On the other hand, some sports players may not have any rituals, superstitions or keepsakes. Senior basketball player Cody Hilton, for instance, does not have a special item or custom.
"It had never really crossed my mind to do anything or have something before a game," said Hilton.
Likewise, freshman football player Ben Fincham believes superstitions are useless.
"It's pointless," he said. "I never play any better when I have something special with me on the field."
Junior golf player Josh Skidmore does not have a routine before matches either.

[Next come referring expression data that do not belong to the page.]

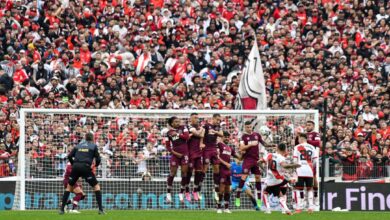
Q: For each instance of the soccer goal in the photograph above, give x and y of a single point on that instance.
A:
(135, 163)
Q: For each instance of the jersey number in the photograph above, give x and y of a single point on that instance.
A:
(272, 165)
(306, 155)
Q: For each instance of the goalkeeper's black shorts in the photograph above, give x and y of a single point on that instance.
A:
(82, 170)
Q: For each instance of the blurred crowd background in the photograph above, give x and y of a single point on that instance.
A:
(118, 54)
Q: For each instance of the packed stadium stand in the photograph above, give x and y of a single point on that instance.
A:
(117, 54)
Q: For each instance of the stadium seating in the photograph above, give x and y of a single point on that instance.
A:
(121, 54)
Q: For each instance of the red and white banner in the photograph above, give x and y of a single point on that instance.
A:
(251, 91)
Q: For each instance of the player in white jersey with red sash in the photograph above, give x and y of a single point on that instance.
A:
(277, 179)
(305, 155)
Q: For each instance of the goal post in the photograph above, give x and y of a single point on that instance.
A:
(134, 161)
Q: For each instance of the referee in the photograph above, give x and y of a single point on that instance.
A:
(81, 158)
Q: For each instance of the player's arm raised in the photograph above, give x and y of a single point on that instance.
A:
(197, 133)
(72, 154)
(168, 146)
(224, 162)
(185, 135)
(97, 156)
(290, 166)
(244, 147)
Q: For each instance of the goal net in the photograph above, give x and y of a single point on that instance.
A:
(135, 162)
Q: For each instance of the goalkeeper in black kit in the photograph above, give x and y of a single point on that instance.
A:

"I just don't do anything," he said.
When it comes to superstitions, Hilton, Golinsky and Hopen are sometimes apprehensive before big games. Golinsky, aside from praying, sometimes feels as if she needs her special black crew socks before an important race, but she is usually indifferent.
"Sometimes I want to have my black crew socks, but I can race just the same without them," Golinsky said.

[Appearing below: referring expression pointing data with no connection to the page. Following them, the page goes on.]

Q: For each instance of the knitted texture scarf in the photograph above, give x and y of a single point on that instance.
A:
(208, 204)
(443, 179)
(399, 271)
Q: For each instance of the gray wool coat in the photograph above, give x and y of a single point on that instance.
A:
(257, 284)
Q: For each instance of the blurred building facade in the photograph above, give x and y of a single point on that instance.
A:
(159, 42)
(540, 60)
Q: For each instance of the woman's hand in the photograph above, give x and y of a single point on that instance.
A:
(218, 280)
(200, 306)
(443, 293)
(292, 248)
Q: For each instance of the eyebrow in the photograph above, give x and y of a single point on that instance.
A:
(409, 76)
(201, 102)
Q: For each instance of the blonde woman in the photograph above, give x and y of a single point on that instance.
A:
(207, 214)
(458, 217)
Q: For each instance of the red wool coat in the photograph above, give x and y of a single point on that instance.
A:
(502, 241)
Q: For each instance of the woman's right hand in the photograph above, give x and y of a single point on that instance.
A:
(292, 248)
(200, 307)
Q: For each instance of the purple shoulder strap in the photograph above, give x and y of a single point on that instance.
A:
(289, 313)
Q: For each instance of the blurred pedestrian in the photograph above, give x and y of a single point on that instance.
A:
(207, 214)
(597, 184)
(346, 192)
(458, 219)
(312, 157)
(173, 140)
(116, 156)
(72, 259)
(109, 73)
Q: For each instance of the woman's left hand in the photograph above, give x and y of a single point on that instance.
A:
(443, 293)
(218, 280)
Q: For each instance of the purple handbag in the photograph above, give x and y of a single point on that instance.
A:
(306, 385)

As for Hopen, she prides herself on being superstitious. "I always say 'break a leg' instead of 'good luck,' like in theater."
(In most theatrical structures, saying "good luck" is considered the opposite: bad luck. The actors and actresses will instead say, "Break a leg.")
At Braxton County High School, sports and rituals go hand-in-hand for some players while others will simply brush them aside and stay confident in themselves and their teammates.